En 1665, Colbert crée l’administration des haras royaux pour pallier le manque de chevaux de l’armée de Louis XIV.

D’abord implanté à St Léger en Yvelines, le premier des haras royaux est déplacé en 1714 sur le site actuel choisi par François Gédéon de Garsault (grand écuyer de Louis XIV).  

Vers 1790 le haras devient un lieu privilégié pour l’amélioration des races françaises.

Haras national jusqu’en 2013, il est transféré au secteur privé. Ses fonctions actuelles sont l’organisation de compétitions sportives et de spectacles équestres, des formations en sellerie et maréchalerie, de cavaliers, de jeunes chevaux et d’attelage.

Depuis 2017 le haras accueille le centre de valorisation des races normandes (chevaux et ânes).

En compagnie de notre guide (et de la chatte Henriette) nous visitons la sellerie d’honneur, les écuries, les voitures hippomobiles en passant devant un marronnier planté vers 1863 et la tombe de Furioso, pur-sang anglais, père de plus de 300 chevaux. Il est enterré debout, la tête tournée vers le champ de course.

         Nous reprenons la route pour 40 km vers l’Aigle où nous dinons et passons la nuit à l’hôtel du Dauphin.

Marie-Hélène CHARAU

Second jour

Après un petit déjeuner copieux, nous nous sommes dirigés vers Saint Sulpice sur Risle pour la visite de la Manufacture BOHIN. Créée en 1833 pour la fabrication d’objets en bois, c’est en 1868 que Benjamin BOHIN se lance dans la fabrication d’aiguilles à coudre et d’épingles. Cette manufacture est la seule en France. 27 étapes sont indispensables sur une période de 2 mois pour transformer le fil d’acier (reçu de Chine car cette activité n’existe plus sur notre territoire) en aiguille inoxydable. Pendant la période de l’âge d’or de la couture, 500 personnes étaient en activité, actuellement 6 personnes sont suffisantes pour donner naissance aux aiguilles BOHIN.

Déjeuner au restaurant Le Comptoir du Paradis à la Ferté en Ouche où nous avons découvert le camembert grillé, un délice pour qui aime le fromage.

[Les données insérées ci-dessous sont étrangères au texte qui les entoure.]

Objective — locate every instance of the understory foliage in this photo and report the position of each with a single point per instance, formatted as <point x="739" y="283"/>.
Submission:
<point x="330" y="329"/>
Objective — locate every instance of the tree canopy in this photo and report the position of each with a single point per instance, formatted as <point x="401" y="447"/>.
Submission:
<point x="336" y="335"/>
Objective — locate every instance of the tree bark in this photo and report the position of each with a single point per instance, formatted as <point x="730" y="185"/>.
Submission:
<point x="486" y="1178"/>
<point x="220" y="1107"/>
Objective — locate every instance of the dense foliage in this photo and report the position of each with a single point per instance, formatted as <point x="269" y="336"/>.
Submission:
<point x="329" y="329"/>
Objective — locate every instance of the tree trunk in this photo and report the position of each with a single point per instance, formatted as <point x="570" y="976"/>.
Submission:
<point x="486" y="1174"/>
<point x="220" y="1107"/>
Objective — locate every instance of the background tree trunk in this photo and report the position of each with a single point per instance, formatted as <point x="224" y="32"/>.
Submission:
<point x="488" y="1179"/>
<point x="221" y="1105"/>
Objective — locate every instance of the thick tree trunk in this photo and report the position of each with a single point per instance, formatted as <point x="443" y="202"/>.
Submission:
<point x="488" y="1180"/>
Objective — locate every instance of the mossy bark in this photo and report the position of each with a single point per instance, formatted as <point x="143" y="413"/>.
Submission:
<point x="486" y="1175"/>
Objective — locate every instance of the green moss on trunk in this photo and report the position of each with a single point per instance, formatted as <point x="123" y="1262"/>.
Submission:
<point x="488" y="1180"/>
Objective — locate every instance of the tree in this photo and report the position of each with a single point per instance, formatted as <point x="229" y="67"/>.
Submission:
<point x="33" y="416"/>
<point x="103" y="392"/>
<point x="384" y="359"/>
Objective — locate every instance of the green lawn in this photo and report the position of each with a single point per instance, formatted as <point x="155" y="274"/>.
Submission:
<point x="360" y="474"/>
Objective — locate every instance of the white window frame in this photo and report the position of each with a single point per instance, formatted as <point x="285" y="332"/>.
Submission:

A quelques enjambées du restaurant nous attendait un mini train pour nous transporter vers le Château des Rêves, Château La Ferté-Fresnel. Le guide, Pierre-Henri, habillé en fraque, nous a promenés dans les pièces du rez-de-chaussée en nous expliquant les us et coutumes de la grande bourgeoisie sous Napoléon III. Un petit goûter a été servi au bar. Puis un dernier petit tour en mini train dans la propriété où nous pouvons admirer diverses sculptures avant de reprendre la route en direction de Paris.

Monique Meunier

Diaporama
(mot de passe si demandé: urclparisidf)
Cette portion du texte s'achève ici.